One thing that has changed is the reopening of a fully refurbished, second restaurant and The Grosvenor, called ‘La Brasserie’, which looked very impressive and will undoubtedly be getting a visit from me soon.
One thing that I am glad has not changed is the impressive breadboard by ‘Barry the Baker’ – to my knowledge, the best bread selection of any Michelin starred restaurant in the country* (please let me know of any better, and I am there!)
Service, as always, was excellent albeit very formal; some may think a little stuffy. Dining alone I did notice a lack of atmosphere, partly due to the lack of music (a live pianist or a gentle classical soundtrack would be welcome).
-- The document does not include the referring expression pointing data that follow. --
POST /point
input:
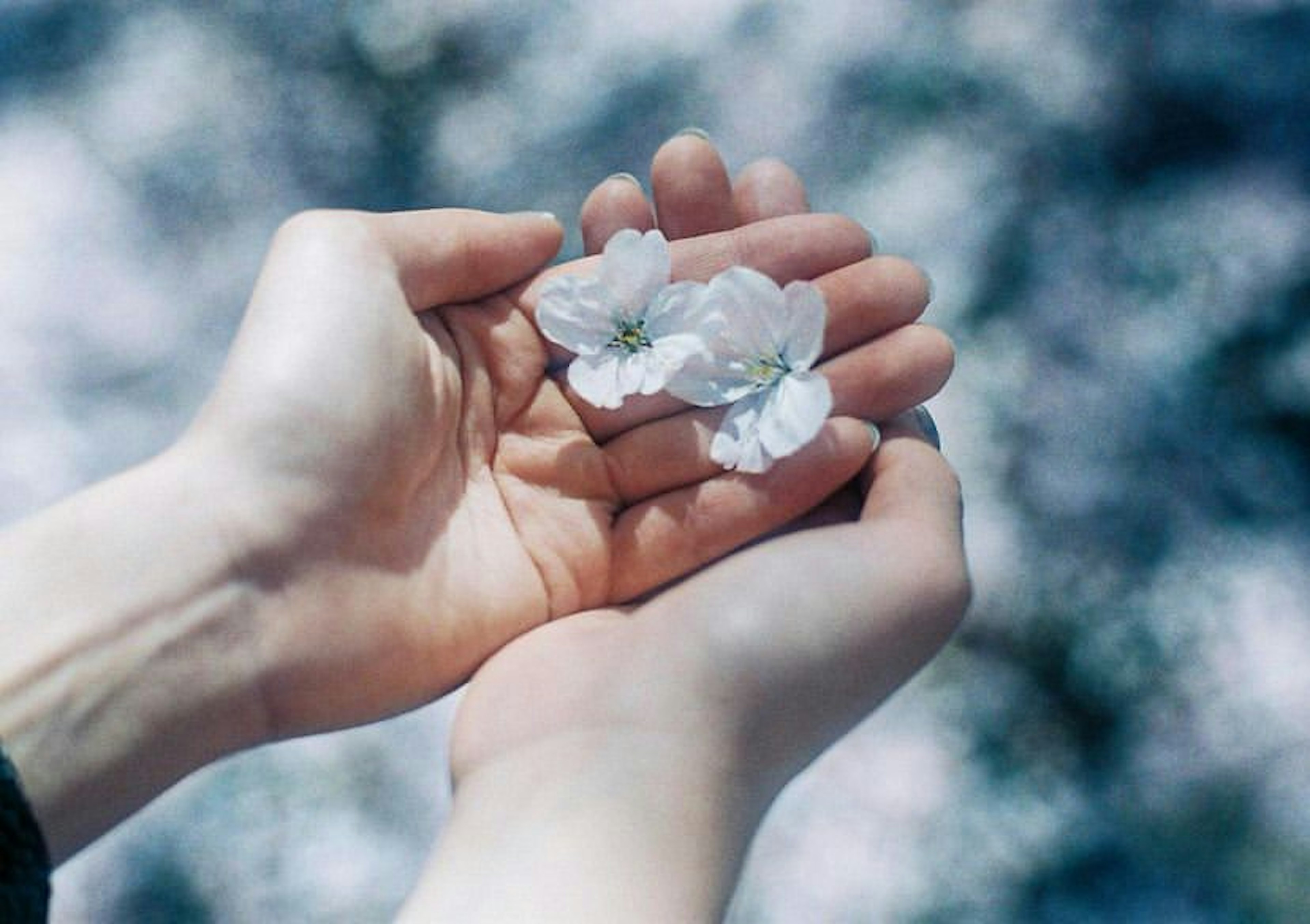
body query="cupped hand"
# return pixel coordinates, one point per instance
(753, 666)
(408, 487)
(616, 765)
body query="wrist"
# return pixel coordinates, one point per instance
(126, 649)
(606, 825)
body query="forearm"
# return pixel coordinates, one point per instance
(591, 829)
(123, 665)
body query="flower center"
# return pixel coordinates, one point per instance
(630, 336)
(767, 370)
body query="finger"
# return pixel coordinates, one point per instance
(872, 298)
(867, 301)
(616, 204)
(877, 382)
(455, 255)
(891, 374)
(768, 189)
(809, 632)
(683, 530)
(694, 194)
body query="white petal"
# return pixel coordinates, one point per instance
(674, 352)
(751, 305)
(803, 319)
(633, 373)
(709, 380)
(682, 308)
(573, 313)
(635, 268)
(597, 379)
(794, 412)
(737, 445)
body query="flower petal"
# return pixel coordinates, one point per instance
(794, 412)
(574, 313)
(633, 271)
(802, 324)
(751, 306)
(711, 380)
(597, 379)
(737, 444)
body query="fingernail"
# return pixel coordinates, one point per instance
(925, 422)
(876, 436)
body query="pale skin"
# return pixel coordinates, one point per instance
(615, 766)
(387, 487)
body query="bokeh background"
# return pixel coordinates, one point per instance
(1114, 202)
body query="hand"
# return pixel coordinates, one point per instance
(418, 489)
(615, 766)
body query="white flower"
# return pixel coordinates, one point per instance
(629, 327)
(763, 343)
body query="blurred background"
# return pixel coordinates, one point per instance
(1114, 202)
At the beginning of the meal when the only other diners were a female couple, I could hear every word of their conversation – if you are looking for a wedding planner, I am now an expert on wedding dresses, flowers, marquee and pavilion hire.
Exhausted from having spent much of the day walking around Chester shopping and enjoying strolls through the parks, by the River Dee and along the medieval walls, I arrived early and ordered a cooling Bundaberg Ginger Beer (my new favourite tipple) and enjoyed a bowl of quality nuts and olives and a quintet of gougères: Salmon & Beetroot, Green Olive, Parmesan Cheese, Chicken Liver & Passion Fruit and Cheese & Truffle.
The days Bread offerings were (reading from right to left in the photo): a white and granary mixed loaf with White Onion & Lancashire Cheese; a soft, white Stoneground Farmhouse; the signature, moist, rich Mashed Potato & Boddingtons Beer Bread; a sweetly sour Sourdough, that had been five days in the making; a hearty Cottage Granary (in the hands of the waiter); a classic French Baguette; a sweet, heavy Red Wine, Fig and Walnut Loaf and, lastly a muesli encrusted Bavarian Rye – I only tasted six of them… all were perfect, so don’t ask me to pick a favourite.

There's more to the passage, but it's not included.